Images circulating on the internet have shown clashes between crowds and police, particularly in areas where ethnic minorities predominate, such as mainly Muslim Dagestan in the south and Buryatia, home to Mongol Buddhists, in Siberia.
Nuclear threat
Putin accompanied last week's announcement of the annexation referendums and the mobilisation with a barely veiled threat to use nuclear weapons to defend Russia's new territorial claims.
That threat was repeated and made more explicit over the weekend by Russian Foreign Minister Sergei Lavrov, in New York for the U.N. General Assembly, where he said Russia would defend any territory it annexes using any weapons in its arsenal.
U.S. National Security Adviser Jake Sullivan said on Sunday the United States would respond "decisively" to any Russian use of nuclear weapons, without elaborating. He said Washington had privately told Moscow "exactly what that would mean".
Asked about Sullivan's comments, Kremlin spokesman Peskov said: "There are channels for dialogue at the proper level, but they are of a very sporadic nature. At least they allow for the exchange of some emergency messages about each other's positions."
The annexation votes are being held in Kherson and Zaporizhzhia provinces in Ukraine's south and Luhansk and Donetsk provinces in the east, around 15% percent of Ukraine's area, equivalent to the size of Portugal.

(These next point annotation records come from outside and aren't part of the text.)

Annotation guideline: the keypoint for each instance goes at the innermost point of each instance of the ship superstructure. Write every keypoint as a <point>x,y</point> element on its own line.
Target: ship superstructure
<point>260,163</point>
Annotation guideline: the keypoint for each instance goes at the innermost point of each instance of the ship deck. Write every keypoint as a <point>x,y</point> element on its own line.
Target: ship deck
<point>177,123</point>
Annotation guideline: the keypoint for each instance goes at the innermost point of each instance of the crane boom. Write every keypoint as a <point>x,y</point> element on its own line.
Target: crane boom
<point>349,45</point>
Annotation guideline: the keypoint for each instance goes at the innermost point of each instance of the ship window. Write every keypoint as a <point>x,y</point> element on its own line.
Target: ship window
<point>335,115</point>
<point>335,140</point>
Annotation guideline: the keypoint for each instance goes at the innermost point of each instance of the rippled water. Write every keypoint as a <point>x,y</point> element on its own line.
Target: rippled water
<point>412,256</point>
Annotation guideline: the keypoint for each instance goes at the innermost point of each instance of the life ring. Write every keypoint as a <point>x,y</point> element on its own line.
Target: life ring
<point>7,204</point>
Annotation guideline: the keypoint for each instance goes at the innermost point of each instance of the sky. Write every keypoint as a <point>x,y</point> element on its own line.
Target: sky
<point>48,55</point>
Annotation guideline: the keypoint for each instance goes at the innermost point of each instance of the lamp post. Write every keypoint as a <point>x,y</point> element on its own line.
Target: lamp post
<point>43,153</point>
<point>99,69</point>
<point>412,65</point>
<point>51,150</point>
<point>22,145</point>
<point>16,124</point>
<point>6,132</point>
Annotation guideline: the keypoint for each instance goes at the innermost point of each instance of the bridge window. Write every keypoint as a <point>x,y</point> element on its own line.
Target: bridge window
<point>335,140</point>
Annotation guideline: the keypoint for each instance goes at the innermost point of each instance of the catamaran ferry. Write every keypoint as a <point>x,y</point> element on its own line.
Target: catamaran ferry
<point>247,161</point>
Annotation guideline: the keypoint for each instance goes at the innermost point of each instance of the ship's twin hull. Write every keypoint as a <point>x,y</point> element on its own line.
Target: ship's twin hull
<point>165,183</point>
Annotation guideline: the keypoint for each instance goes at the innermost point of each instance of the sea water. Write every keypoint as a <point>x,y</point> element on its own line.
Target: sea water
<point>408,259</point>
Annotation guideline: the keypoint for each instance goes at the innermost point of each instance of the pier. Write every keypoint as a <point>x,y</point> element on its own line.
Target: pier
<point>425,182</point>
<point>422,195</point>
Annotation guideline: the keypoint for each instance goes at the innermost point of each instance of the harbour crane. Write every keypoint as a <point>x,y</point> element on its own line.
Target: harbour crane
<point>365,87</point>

None of those provinces is now fully under Moscow's control and fighting has been underway along the entire front line, with Ukrainian forces reporting more advances since they routed Russian troops in a fifth province, Kharkiv, earlier this month.
The exiled mayor of Russian-controlled Melitopol in the Zaporizhzhia region accused Russia of forcibly enlisting Ukrainian men in occupied areas into its armed forces.

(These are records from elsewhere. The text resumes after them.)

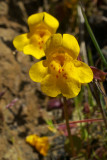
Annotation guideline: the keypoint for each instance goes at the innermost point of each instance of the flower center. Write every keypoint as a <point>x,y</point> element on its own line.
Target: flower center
<point>57,65</point>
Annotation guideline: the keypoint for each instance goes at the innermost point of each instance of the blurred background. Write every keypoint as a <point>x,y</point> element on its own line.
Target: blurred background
<point>24,109</point>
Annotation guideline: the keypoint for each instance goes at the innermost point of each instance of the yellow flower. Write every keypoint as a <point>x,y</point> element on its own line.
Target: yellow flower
<point>40,143</point>
<point>41,26</point>
<point>61,72</point>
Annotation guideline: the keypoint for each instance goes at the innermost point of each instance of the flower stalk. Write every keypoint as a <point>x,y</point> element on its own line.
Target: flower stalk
<point>68,127</point>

"Today the situation is critical: our residents are scared, our residents are panicking, they don’t know what will happen tomorrow and when they will actually take our people away for enlisting," Mayor Ivan Fedorov said.

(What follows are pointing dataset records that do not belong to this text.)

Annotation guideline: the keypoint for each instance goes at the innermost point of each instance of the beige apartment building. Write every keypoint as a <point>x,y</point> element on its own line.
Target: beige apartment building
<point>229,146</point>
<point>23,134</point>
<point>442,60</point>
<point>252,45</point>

He denounced the referendum as "a fake and a farce".
"The voting takes place in front of assault rifles, men with weapons... People are grabbed right on the street and are forced to vote not only for themselves but for their whole families," he said via videolink from an undisclosed location.
The Ukrainian governor of Luhansk said Russian-backed officials were carrying ballot boxes from door to door, accompanied by security officials. Residents' names were taken down if they failed to vote as demanded, Serhiy Gaidai said.
Even traditional Russian allies such as Serbia and Kazakhstan have said they will not recognise the annexation votes. Moscow says voting is voluntary and turnout is high. When it held a referendum in Crimea after seizing that peninsula in 2014, it declared 97% of people had voted for annexation.
President Volodymyr Zelenskiy met his security chiefs on Monday to plan ways to counteract Russia's use of "new types of weapons" after Moscow stepped up attacks in the Odesa region using Iranian combat drones.
Russia carried out at least five attacks on targets in the region using Shahed-136 drones in the last few days, Serhiy Bratchuk, spokesperson for Odesa's regional administration, told a news briefing. One of the attacks hit an undisclosed military target in the southern region in the early hours of Monday, he said.